We delete personal data that we process in accordance with legal requirements as soon as the underlying consents are revoked or no further legal grounds for processing apply. This applies in cases where the original purpose of processing ceases to exist or the data is no longer needed. Exceptions exist if statutory obligations or special interests require longer retention or archiving of the data.

In particular, data that must be retained for commercial or tax reasons, or whose storage is necessary for the assertion, exercise or defence of legal claims, or to protect the rights of other natural or legal persons, must be archived accordingly.

Our privacy notices contain additional information on retention and deletion that apply specifically to certain processing activities.

If different retention periods or deletion deadlines are specified for the same data, the longest period shall prevail.

If a period does not explicitly begin on a specific date and is at least one year, it automatically starts at the end of the calendar year in which the event that triggered the period occurred.

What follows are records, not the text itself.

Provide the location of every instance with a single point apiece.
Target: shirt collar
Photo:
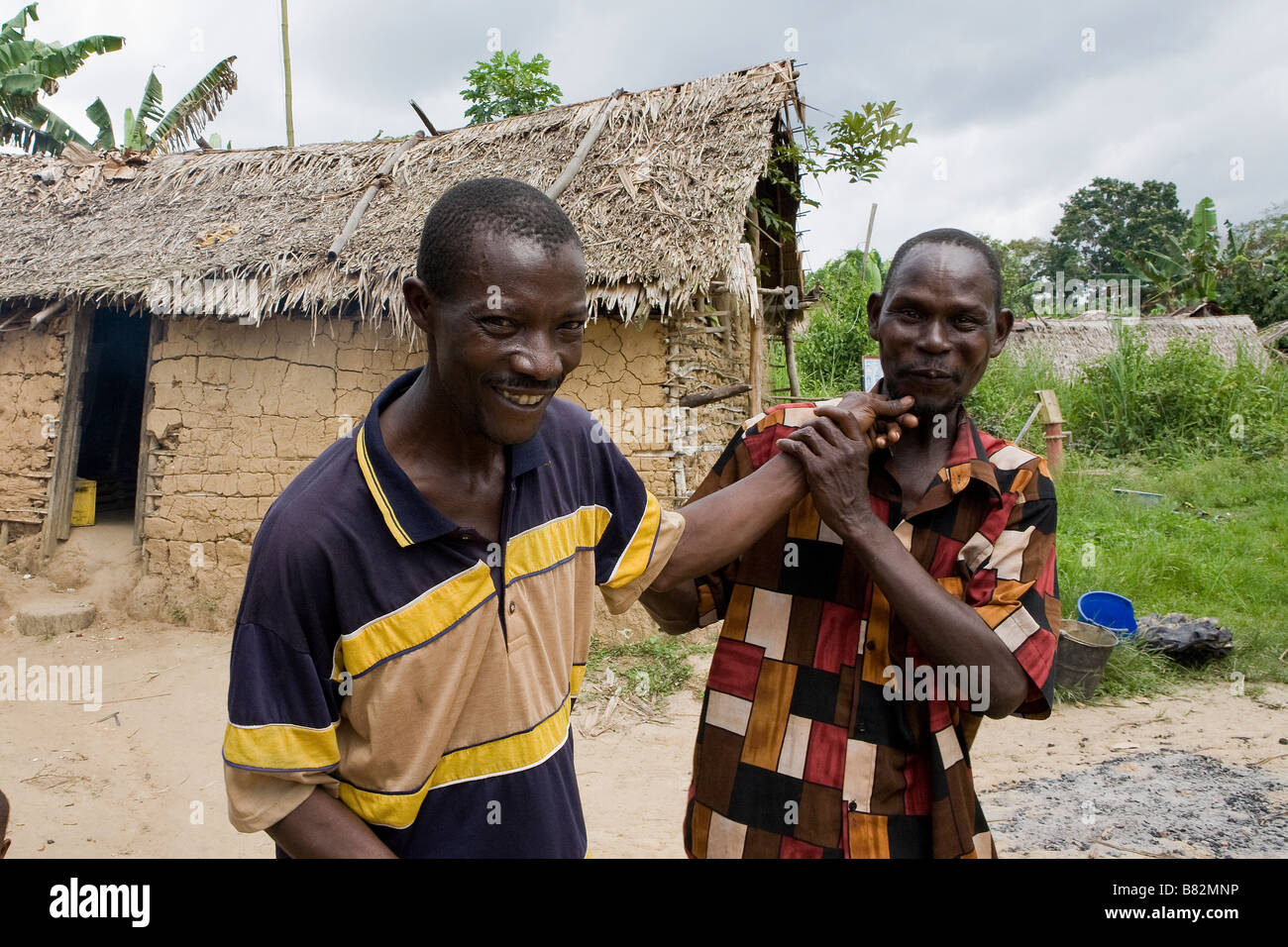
(967, 460)
(408, 515)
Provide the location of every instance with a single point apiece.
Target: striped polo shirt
(417, 673)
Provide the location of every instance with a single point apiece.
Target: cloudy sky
(1014, 105)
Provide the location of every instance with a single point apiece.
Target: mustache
(524, 384)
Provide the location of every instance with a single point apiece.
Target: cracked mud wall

In the case of ongoing contractual relationships in which data is stored, the triggering event is the effective date of termination or other ending of the legal relationship.

Data that is no longer required for the original purpose but is retained due to legal obligations or other reasons will be processed exclusively for the purposes that justify its retention.

Rights of data subjects

Rights of data subjects under the GDPR: As a data subject, you have various rights under the GDPR, in particular under Articles 15 to 21 GDPR:

• Right to object: You have the right, for reasons arising from your particular situation, to object at any time to the processing of your personal data carried out on the basis of Article 6 (1) (e) or (f) GDPR; this also applies to profiling based on these provisions. If your personal data is processed for direct‑marketing purposes, you have the right to object at any time to the processing of your personal data for such advertising; this also applies to profiling insofar as it is related to such direct marketing.
• Right to withdraw consent: You have the right to withdraw any consent you have given at any time.
• Right of access: You have the right to obtain confirmation as to whether or not personal data concerning you is being processed and, where that is the case, to obtain access to the data and further information in accordance with legal requirements.
• Right to rectification: You have the right, in accordance with the law, to request the completion of data concerning you or the rectification of inaccurate data concerning you.
• Right to erasure and restriction of processing: You have the right, in accordance with the law, to request that data concerning you be erased without undue delay, or alternatively, in accordance with the law, to request restriction of processing of the data.
• Right to data portability: You have the right to receive the personal data concerning you, which you have provided to us, in a structured, commonly used and machine‑readable format, or to request its transmission to another controller, in accordance with the law.
• Right to lodge a complaint with a supervisory authority: In accordance with the law and without prejudice to any other administrative or judicial remedy, you have the right to lodge a complaint with a data‑protection supervisory authority, in particular in the Member State of your habitual residence, place of work or place of the alleged infringement, if you consider that the processing of personal data concerning you infringes the GDPR.